Legacy of Kain: Soul Reaver
- Vampire appearance They appear in a less typical form here, but are the most important part of the game. We play as one of one of them.
- Release year: 1999
- Developers: Crystal Dynamics
Another mandatory game on this list is Legacy of Kain. It's worth devoting some time to the entire series, but it's Soul Reaver that deserves special distinction. This game is groundbreaking and brilliant in almost every way. It continues the events told in Blood Omen from 1997, in which we played the most important character for this universe – Cain, a noble turned vampire. In the first part, we looked for a way to regain humanity. In the next one, action moved over a thousand years ahead, and Kain became the most powerful vampire ruling the kingdom of Nosgoth.
This time, we play as Raziel, his most faithful servant. And everything would be great if our protagonist didn't surpass his master. This aroused the envy of the ruler, who sentenced his best commander to death. Thrown into the abyss, Raziel managed to survive – cursed and deformed, he decided to take his revenge. Adding anything beyond that would just spoil the fun. I will only mention that following the plot is incredibly exciting. Every line uttered here is literally poetry. Amy Hennig (screenwriter of, among others, the Uncharted trilogy and the upcoming Forspoken) has achieved to new heights of writing, delivering one of the most interesting and best-written stories in video games.
We also abandon the classical conventions. Raziel is no longer your typical vampire. He has no thirst for blood – he needs to absorb souls instead. Its form allows it to move in two different dimensions – material and immaterial. This is important for the game, because thanks to the change of characters, new possibilities open up for us. In the afterlife, we don't interact with many objects (including doors), but instead we can pass through some objects – such as a locked gate that cannot be opened. This assumption is simple in theory and makes the game much more attractive.

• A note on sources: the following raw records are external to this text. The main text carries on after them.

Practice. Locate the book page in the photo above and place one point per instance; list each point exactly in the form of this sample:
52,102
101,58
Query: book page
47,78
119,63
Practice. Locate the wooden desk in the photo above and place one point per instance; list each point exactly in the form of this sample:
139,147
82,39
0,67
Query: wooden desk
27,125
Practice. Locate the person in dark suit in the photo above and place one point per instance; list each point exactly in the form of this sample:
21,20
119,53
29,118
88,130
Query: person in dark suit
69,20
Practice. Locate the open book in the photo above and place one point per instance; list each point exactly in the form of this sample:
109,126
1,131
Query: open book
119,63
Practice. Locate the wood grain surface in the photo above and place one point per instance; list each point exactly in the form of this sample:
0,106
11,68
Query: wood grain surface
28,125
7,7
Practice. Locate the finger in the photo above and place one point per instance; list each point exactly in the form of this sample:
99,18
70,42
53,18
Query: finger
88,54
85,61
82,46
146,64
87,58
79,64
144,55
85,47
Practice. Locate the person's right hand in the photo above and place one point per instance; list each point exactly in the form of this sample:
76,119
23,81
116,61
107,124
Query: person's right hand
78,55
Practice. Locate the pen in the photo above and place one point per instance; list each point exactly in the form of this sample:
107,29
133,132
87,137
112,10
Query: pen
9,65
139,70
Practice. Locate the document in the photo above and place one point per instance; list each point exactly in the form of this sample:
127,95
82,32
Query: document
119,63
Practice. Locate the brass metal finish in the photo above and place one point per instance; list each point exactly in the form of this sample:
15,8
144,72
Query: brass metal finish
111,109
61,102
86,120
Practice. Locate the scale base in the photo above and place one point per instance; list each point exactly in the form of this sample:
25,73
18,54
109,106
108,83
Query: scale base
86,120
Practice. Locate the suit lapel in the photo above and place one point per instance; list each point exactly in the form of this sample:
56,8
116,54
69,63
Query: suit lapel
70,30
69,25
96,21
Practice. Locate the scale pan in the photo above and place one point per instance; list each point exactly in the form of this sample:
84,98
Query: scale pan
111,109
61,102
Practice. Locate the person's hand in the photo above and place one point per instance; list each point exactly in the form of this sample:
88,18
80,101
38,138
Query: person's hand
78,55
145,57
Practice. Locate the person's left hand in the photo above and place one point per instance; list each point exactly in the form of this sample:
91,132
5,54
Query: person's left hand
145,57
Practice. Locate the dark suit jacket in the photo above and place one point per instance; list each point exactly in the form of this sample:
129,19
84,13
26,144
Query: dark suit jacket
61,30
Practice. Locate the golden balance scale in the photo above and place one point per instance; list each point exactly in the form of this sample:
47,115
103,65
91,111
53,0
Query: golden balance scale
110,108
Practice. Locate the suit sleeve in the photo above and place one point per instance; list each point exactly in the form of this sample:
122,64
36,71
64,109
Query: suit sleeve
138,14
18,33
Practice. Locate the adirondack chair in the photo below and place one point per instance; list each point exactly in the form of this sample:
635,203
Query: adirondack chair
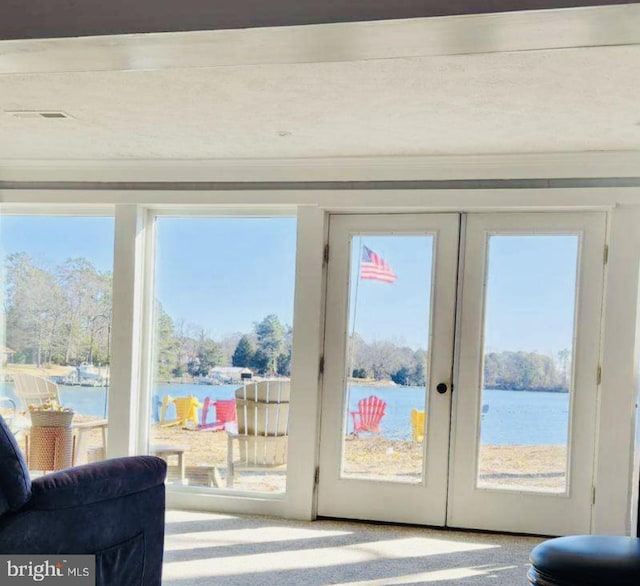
369,414
263,427
225,414
186,411
417,425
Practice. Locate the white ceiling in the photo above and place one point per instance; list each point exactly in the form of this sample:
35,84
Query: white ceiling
560,100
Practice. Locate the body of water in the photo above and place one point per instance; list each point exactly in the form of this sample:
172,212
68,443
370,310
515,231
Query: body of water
512,418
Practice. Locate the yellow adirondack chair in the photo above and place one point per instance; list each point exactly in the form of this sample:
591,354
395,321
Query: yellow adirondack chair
417,424
186,411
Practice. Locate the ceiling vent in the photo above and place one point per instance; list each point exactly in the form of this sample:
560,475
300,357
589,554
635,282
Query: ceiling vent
36,114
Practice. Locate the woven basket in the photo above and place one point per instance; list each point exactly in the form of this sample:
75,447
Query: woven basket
51,418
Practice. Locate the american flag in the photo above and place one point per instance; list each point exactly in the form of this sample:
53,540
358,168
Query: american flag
374,268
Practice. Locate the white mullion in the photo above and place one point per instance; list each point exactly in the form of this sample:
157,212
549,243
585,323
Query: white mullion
126,324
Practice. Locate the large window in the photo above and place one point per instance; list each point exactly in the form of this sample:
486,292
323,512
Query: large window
222,336
57,274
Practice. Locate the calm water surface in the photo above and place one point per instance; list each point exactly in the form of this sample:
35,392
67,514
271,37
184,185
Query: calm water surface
513,417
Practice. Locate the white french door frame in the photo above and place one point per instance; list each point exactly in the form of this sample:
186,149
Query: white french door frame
341,495
527,511
462,503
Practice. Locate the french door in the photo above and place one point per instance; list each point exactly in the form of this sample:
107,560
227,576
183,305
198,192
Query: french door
461,359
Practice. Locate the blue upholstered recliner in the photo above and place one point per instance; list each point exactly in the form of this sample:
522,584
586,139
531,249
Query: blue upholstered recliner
113,509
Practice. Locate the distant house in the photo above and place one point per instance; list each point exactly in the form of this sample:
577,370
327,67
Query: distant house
6,354
229,374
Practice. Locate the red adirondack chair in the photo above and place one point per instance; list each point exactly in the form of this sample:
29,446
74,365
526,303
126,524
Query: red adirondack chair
225,413
367,417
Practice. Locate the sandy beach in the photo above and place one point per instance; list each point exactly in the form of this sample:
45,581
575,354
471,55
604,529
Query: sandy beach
521,467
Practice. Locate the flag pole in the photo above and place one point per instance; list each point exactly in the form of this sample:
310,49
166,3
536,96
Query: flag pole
353,333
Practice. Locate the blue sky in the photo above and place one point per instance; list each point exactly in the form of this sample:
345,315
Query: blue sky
224,274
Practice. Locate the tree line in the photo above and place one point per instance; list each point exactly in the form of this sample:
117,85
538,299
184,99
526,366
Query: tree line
527,371
63,316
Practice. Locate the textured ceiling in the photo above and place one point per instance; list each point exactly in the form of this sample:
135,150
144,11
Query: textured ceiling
23,19
524,102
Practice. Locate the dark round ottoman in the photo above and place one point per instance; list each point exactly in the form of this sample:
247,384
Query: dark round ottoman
586,560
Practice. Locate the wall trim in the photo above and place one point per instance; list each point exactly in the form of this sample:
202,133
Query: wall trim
411,37
565,165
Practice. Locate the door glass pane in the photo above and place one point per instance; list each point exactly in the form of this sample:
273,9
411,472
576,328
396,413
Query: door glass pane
528,358
57,274
387,357
223,325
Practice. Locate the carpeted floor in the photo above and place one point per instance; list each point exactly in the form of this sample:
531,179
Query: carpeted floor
231,550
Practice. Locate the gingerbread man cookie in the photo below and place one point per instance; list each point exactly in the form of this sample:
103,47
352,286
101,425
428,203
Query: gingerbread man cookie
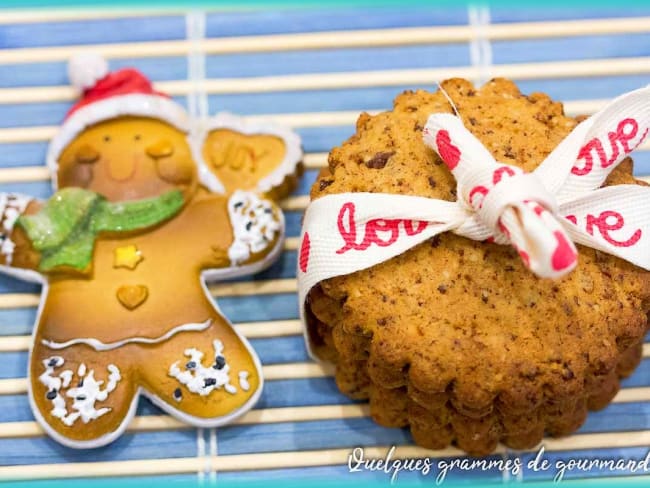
123,249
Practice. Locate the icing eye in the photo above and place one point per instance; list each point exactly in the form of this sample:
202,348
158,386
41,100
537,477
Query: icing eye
161,149
219,362
86,154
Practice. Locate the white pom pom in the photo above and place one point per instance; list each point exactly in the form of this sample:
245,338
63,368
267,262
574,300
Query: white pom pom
85,69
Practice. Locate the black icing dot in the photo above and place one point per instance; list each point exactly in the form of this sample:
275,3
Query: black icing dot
219,362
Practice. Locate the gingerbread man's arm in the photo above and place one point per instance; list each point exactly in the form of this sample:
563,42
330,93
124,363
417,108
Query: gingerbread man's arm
16,249
242,233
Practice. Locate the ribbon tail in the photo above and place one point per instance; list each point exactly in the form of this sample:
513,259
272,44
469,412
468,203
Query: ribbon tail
614,219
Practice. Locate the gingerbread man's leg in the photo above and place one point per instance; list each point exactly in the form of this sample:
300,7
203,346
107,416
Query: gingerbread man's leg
205,378
82,397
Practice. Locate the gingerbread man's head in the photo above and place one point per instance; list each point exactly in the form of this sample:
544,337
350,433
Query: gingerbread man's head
123,139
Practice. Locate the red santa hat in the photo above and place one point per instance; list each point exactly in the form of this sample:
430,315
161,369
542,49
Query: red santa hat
106,95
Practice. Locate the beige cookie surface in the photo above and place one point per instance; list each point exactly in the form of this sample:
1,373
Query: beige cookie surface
455,337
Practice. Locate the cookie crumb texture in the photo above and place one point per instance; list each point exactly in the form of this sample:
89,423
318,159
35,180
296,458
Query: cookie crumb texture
455,338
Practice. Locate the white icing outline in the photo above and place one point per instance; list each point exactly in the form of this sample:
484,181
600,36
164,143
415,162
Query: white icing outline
12,206
100,346
138,104
251,240
194,378
226,120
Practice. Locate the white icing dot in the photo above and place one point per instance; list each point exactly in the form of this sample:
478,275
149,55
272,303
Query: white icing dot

By the way, everything is very smooth here. The creators achieved something unheard of at that time – we can travel the whole world without watching the loading screen. It's a technological marvel. Of course, there is also combat in all this, which takes place in a rather classic way – although the game breaks out of the pattern, requiring us to use specific methods to defeat each of the opponents. Some of them are killed by piercing their hearts, while others can be extinguished with sunlight. There are also platform elements. So, there is plenty to get done here, and the game introduces us to the next mechanics very effectively.
And if all this wasn't encouraging enough, there's still the question of unique atmosphere and artistic direction. Especially when you consider that we see Nosgoth from two different perspectives. In the non-material version, the objects become distorted (which again translates into, for example, platform sequences), and the whole transformation takes place very neatly right before our eyes. You won't find such a creative approach in many other games. It's a pity, because the hardware capabilities are greater than ever before.